[ruby-core:74355] Ruby+OMR: how should we proceed?

From: "Mark Stoodley" <mstoodle@...>
Date: 2016-03-15 20:41:43 UTC
List: ruby-core #74355
Hi everybody,

I'm looking for your advice on how and where best to publish source code 
for the Ruby+OMR work that was presented at Ruby Kaigi. Hopefully you'll 
forgive my long note! I wanted to make sure everyone had enough background 
for the questions at the end.

I am the lead for the Eclipse OMR project which builds runtime components 
for use in all kinds of language runtimes (like Ruby!). Many of these 
components originally came from the IBM J9 Java Virtual Machine.  We 
recently kicked off the Eclipse OMR project at the Eclipse Foundation with 
code hosted at GitHub:
        https://github.com/eclipse/omr

Back in December, we presented at Ruby Kaigi on our experiments using 
these components inside CRuby:

    * Matthew Gaudet's "Experiments in sharing Java VM technology with 
CRuby"
      
http://www.slideshare.net/MatthewGaudet/experiments-in-sharing-java-vm-technology-with-cruby

    * Robert Young's and Craig Lehmann's "It's dangerous to GC alone. Take 
this!"
      
http://www.slideshare.net/craiglehmann/the-omr-gc-talk-ruby-kaigi-2015

Since many of the OMR components are now available as open source, we are 
in the process of updating our Ruby+OMR Technology Preview release that we 
made available in mostly binary form in December at 
https://github.com/rubyomr-preview/rubyomr-preview to now include all the 
source code needed to build with the open OMR components. We'll contribute 
the "Ruby glue" code, which connects the language agnostic OMR components 
into the CRuby runtime, to the OMR project initially under its license.

We had the thought to put all this code on GitHub (unless you'd prefer it 
somewhere else?), but we don't want anyone to think we're forking CRuby. 
We are NOT forking CRuby. We will donate all the source code needed to 
consume the OMR components to the CRuby community, if that's something 
you're interested in. The open code will already be licensed to enable 
your use anyway, if you choose.

But we thought you might like to take a look at it first :) . That's why 
we created the Ruby+OMR Technology Preview project in the first place. 
Also, since not all of the OMR components are in the open yet (for 
example, the OMR JIT compiler is not yet available in source form), we 
still want people to be able to try those parts as used for Ruby via our 
Docker images for Linux on x86-64, OpenPOWER, and LinuxONE.
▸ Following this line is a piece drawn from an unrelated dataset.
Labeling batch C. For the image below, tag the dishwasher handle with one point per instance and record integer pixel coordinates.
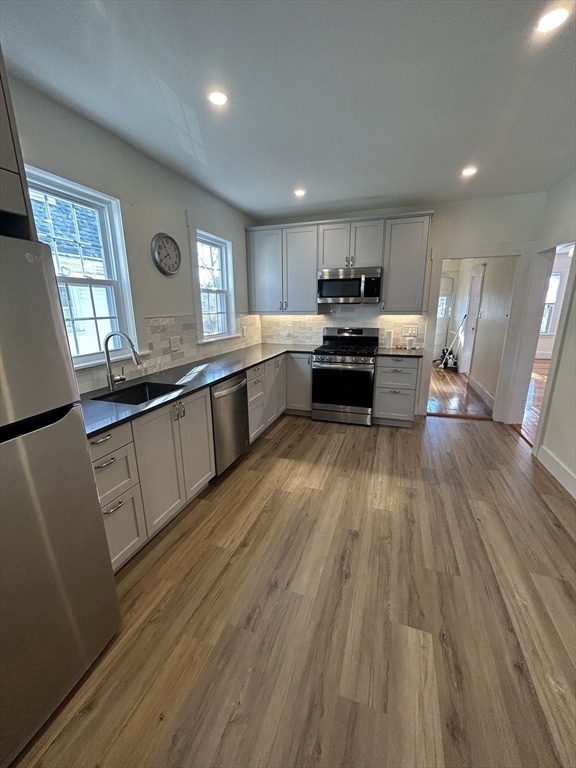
(225, 392)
We're really keen to get your feedback!

Before we do anything, we thought we'd reach out here to see how you would 
prefer us to proceed. Our thinking was to create a git repository with the 
baseline Ruby 2.2.3 release we used along with a single commit for the OMR 
changes needed to build Ruby+OMR.

Moving forward, we'll update the base Ruby code to be more current as well 
as adding and augmenting the source components for the remaining OMR 
components as they become available in source form at the Eclipse OMR 
project. 

What do you think? Is this of interest to the CRuby community? Would you 
prefer that we proceed any differently than I outlined above?